Its Yara rules grew steadily, as did the size of its XProtect bundle. Version 2109 from 27 September 2019 was 228 KB, and had risen to 2.5 MB by the update to 2178 of 4 January this year. This growth has accelerated lately, and version 5271 released on 2 August reached a total of 3.2 MB. The number of Yara rules contained in that bundle has exploded since the start of this year, with version 2192 on 23 April adding no less than 74 new rules tackling Adload malware, all in a single update.

Releasing new versions through Software Update is a slow and complex process, geared better to low frequencies. Before 2020, XProtect had usually been updated every month, but this year alone there have been 20 updates in less than eight months. Updating XProtects’s Yara rules using iCloud should be quicker, more efficient, and capable of promulgating changes more frequently. Apple could issue new rules as they’re developed and tested, then provide summary updates for Sonoma and older macOS to catch up every 2-4 weeks.
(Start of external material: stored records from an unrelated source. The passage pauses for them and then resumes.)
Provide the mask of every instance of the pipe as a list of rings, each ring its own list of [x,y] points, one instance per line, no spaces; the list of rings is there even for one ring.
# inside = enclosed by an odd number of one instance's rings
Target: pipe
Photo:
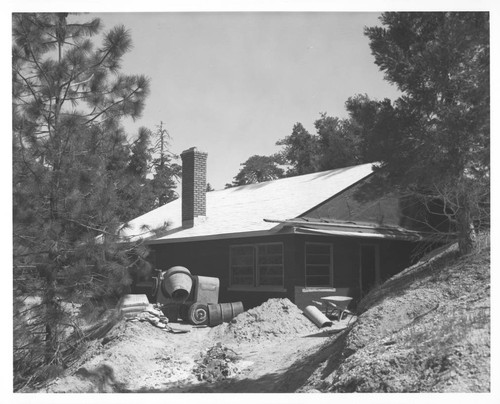
[[[305,316],[319,328],[331,327],[333,322],[328,319],[316,306],[307,306],[304,309]]]

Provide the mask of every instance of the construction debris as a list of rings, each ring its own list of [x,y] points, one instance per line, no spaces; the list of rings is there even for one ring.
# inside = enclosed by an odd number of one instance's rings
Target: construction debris
[[[186,334],[188,329],[173,328],[168,324],[168,318],[163,314],[159,304],[149,304],[144,310],[129,314],[126,320],[130,322],[148,322],[156,328],[173,334]]]
[[[236,352],[218,342],[200,355],[193,373],[199,381],[218,382],[238,373],[235,363],[240,359]]]
[[[118,302],[116,308],[125,318],[135,317],[149,306],[146,295],[125,295]]]

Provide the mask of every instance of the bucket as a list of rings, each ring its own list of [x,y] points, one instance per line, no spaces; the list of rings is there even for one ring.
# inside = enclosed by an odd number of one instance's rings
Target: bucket
[[[316,306],[307,306],[304,314],[319,328],[330,327],[333,324]]]
[[[184,302],[191,293],[193,279],[191,272],[184,267],[172,267],[163,275],[162,292],[175,302]]]
[[[243,303],[220,303],[208,305],[208,325],[215,327],[222,323],[228,323],[238,314],[243,313]]]

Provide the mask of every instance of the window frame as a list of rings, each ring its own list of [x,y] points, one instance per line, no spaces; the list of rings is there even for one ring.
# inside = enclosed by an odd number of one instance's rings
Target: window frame
[[[260,264],[259,263],[259,247],[279,245],[281,249],[281,264]],[[253,285],[242,285],[233,283],[233,248],[236,247],[253,247]],[[278,254],[276,254],[278,255]],[[281,283],[278,285],[261,285],[260,284],[260,268],[264,266],[281,267]],[[268,243],[255,243],[255,244],[231,244],[229,246],[229,287],[228,290],[246,290],[246,291],[280,291],[286,292],[285,289],[285,246],[282,241],[271,241]]]
[[[308,266],[324,266],[323,264],[308,264],[307,263],[307,256],[308,256],[307,247],[310,245],[321,245],[321,246],[328,246],[329,247],[330,264],[329,264],[329,271],[328,271],[328,273],[329,273],[328,285],[314,286],[314,285],[307,284],[307,278],[308,278],[307,268],[308,268]],[[309,255],[314,255],[314,254],[309,254]],[[316,254],[316,255],[320,255],[320,254]],[[321,255],[326,255],[326,254],[321,254]],[[319,241],[306,241],[304,244],[304,287],[305,288],[333,288],[334,279],[335,279],[335,277],[334,277],[334,264],[333,264],[333,243],[319,242]]]

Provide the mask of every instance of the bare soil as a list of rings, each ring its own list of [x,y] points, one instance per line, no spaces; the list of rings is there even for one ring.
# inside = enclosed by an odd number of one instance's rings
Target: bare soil
[[[270,299],[230,323],[176,334],[122,319],[43,389],[90,392],[287,392],[311,373],[289,369],[336,338],[349,320],[319,329],[288,299]]]

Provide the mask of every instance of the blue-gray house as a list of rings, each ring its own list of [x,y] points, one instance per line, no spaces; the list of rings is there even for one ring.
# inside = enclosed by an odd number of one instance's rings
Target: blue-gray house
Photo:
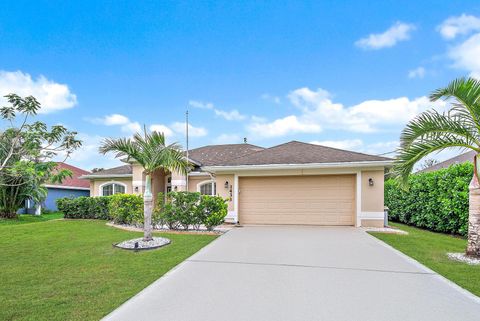
[[[45,187],[48,189],[48,195],[47,199],[42,204],[43,209],[56,211],[57,205],[55,201],[62,197],[75,198],[80,196],[90,196],[90,182],[79,178],[82,175],[90,174],[89,171],[62,162],[57,163],[57,169],[68,169],[73,175],[71,178],[65,179],[62,184],[45,184]],[[29,214],[35,213],[35,204],[33,204],[33,202],[27,201],[27,204],[25,205],[26,208],[21,212]]]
Presumably, these new iCloud updates transfer their payload as binary data rather than verbose Yara text definitions. If they do use CloudKit, then they could directly update a Mac’s security database, much as apps using CloudKit already do, and as used to update notarization data.

Older macOS

Alongside its sibling XProtect Remediator (XPR), XProtect is the front line of Apple’s campaign against malware. XPR was introduced in macOS Monterey two years ago and backported to Catalina and Big Sur. As it’s more of a standalone service, that doesn’t appear to have required much change in those older versions.

This new delivery mechanism for Sequoia is more likely to require internal surgery to security sub-systems, and appears less likely to be offered in Sonoma or Monterey. There are still many Macs running older versions of macOS no longer receiving macOS security updates, and I expect Apple will want to continue offering them more traditional updates for the foreseeable future. Those will also enable security researchers to keep a watch on which malware XProtect can detect using the rules in its Yara file.

Informing beta-testers

I’d like to thank @L0Psec for being the only person to draw attention to what would otherwise have appeared a worrying situation, and to remind Apple of the need to keep beta-testers informed. We’re all keen to keep our test systems well-protected, and should have been warned of this change, and told of the new command tool, rather than hearing about it in the scarred remains of what used to be Twitter. I hope this will be rectified for the next public beta-release, or there could be an avalanche of Feedback reports.

It’s no good telling us that XProtect “uses YARA signatures, a tool used to conduct signature-based detection of malware, which Apple updates regularly”, then those updates are obfuscated.